I've posted this on TFF but seeing as I think he came in on my last greenline order I thought I might have more luck here... 

Anyone know what this is, I've seen a couple in the tank but this was the only one I was able to catch, about 1cm long and it appears to be a predator of some kind, the way it moves suggests it hunts smaller organisms.

Just want to know the usual...
Will it harm - me, my fish, my shrimp, my snails, my plants!
Will it multiply at a speedy rate if I don't get rid of it now.

Profile




Birds eye view


----------



## JamesC (29 Apr 2008)

Dragonfly larvae. I'd get them out asap as they can eat small fish.

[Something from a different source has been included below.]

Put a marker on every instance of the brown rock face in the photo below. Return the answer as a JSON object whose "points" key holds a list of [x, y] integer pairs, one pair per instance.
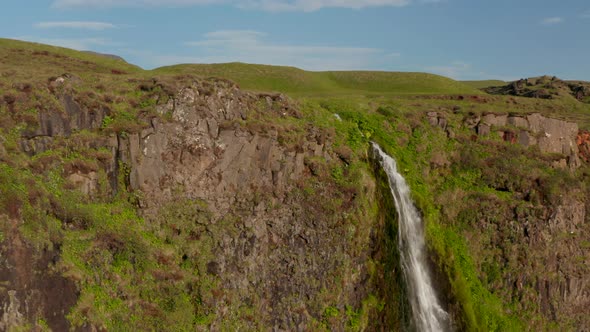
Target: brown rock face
{"points": [[30, 289], [272, 246], [550, 135]]}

I have heard reports that they can catch fish about twice their own size and also can bite your finger and draw blood.

James


----------



## Egmel (29 Apr 2008)

Cheers for that, will get rid of them before they get any bigger then.  Hope they haven't killed my cherry shrimp, I had some slightly smaller ones.


----------



## LondonDragon (29 Apr 2008)

Wow that is some crazy stuff, looks amazing though


----------



## Egmel (29 Apr 2008)

LondonDragon said:
			
		

> Wow that is some crazy stuff, looks amazing though


Hence why I was a little hesitant to kill it.

If I could guarantee they were UK ones then I'd keep them in some water outside, as it is I'm worried that if they're not UK ones I may be introducing some pest to the local area that I really don't want to.  I'm afraid I will kill on sight in future.

Had they been harmless I would have kept them in the tank, always nice to have interesting things.


----------



## LondonDragon (29 Apr 2008)

If you don't get rid of them, they look like pretty much permanent residents:



> After the egg hatches, the free-crawling aquatic larva molts once and then starts hunting voraciously. As the larva grows, it will molt numerous times. Most dragonfly larvae mature to adulthood in one to three years. There are exceptions. The migratory Wandering Glider will take as few as four weeks to complete its development from egg to adult, whereas there are Asian species that take as long as 8 years to mature to adulthood. Some species known from the far North take longer to mature than the same species in more southerly environs. Water temperature and the length of the growing season are variables that help determine the length of maturation.



And also:



> Contrary to what one may hear, odonatas DO NOT sting. They cannot hurt humans in any way.



And last:



> The immature stages feed off of other aquatic insects and occasionally very small fish.


----------



## Egmel (29 Apr 2008)

LondonDragon said:
			
		

> > The immature stages feed off of other aquatic insects and occasionally very small fish.


That's the worrying bit, as I say I think they may have had some of my cherry shrimps already


----------